Noah Syndergaard did not have it last night. A dominant pitcher, Thor was anything but against a fiery hot Chicago Cubs’ lineup. The normally filthy right-hand could not locate high in the zone – something he does normally – and was instead offering up very hittable pitches to immensely talented hitters.
The Mets’ offense was present, knocking Jon Lester out of the game after six ‘eh’ innings pitched and keeping the pressure on the Cubs’ bullpen throughout the game. However, it was not enough to make up for the combination of Thor and Jerry Blevins’ poor performances.
New York started off the scoring with an Austin Jackson RBI single where Amed Rosario crossed the plate for the first run of this game. I will say it until I’m blue in the face – Rosario needs to be a 35-40 stolen base guy as he advances his game. He is a key cog in the machine. Obviously, the promising shortstop needs to improve his eye but the stolen bases appear to be coming. (A rare occasion) I commend Mickey Callaway for sending Rosario more on the basepaths.

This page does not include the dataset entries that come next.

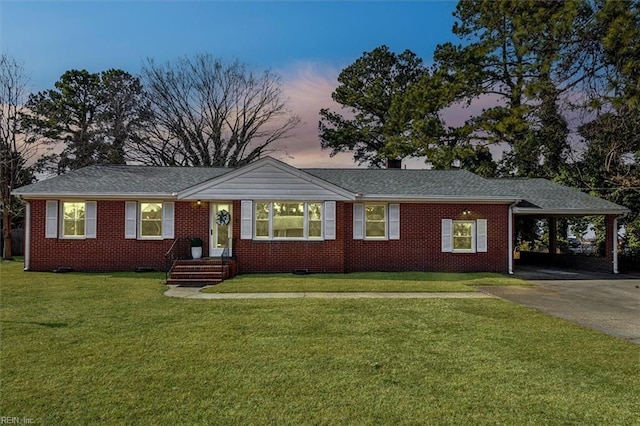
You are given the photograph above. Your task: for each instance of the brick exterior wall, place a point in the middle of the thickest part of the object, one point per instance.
(110, 251)
(287, 256)
(419, 247)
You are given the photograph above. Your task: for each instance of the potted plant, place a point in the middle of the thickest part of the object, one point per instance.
(196, 247)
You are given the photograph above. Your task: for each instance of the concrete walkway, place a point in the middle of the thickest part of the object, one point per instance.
(194, 293)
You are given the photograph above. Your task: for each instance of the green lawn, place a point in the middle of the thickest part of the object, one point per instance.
(363, 281)
(111, 349)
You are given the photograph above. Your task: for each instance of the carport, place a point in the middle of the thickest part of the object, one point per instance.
(542, 199)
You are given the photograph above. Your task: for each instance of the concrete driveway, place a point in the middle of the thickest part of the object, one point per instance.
(604, 302)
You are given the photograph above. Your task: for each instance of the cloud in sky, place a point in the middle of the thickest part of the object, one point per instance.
(308, 87)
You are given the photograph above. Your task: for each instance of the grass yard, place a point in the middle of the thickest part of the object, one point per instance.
(362, 281)
(111, 349)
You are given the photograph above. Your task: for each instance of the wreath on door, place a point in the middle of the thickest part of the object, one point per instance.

Of course, professional hitter Daniel Murphy led off the game with a hit and eventually scored on an Anthony Rizzo double. In the third, Michael Conforto then answered with one of the loudest home runs ever hit, followed by a Rosario RBI single later in the inning.
Following the theme of up-and-down, the Cubs scored three in the bottom of the frame including a 2-RBI single from none other than one of the worst hitters in MLB history, Lester himself.
In the seventh inning, Kevin Plawecki homered to tie the game at four. While I don’t like him as a player, Plawecki should be playing everyday games at catcher considering Devin Mesoraco should not be a Met next year. Whoever the general manager is next year should grab a veteran catcher, but that likely will not happen.
The full momentum shift to Chicago came in the bottom of the seventh when Blevins, who had not allowed a run in August, gave up two without recording an out.
The Mets did threaten in the ninth with bases loaded, but Jesse Chavez was able to clean up the mess made by Pedro Strop and Justin Wilson, strikimg out Rosario and Jackson to close the book on an exciting contest.
In his postgame interview, Syndergaard was noticeably disappointed in how batters have been able to get to him; the Texan allowed nine hits and three walks in six innings pitched. There is clear frustration from the should-be ace who knows he is good enough to get anyone out, but is not executing as of late. Look for some mechanical adjustments to be made and the ball to be located higher in the strike zone his next time out.
The Mets should be looking forward to the Sept. 1 roster expansion as a look to the future, but who knows how they will handle it.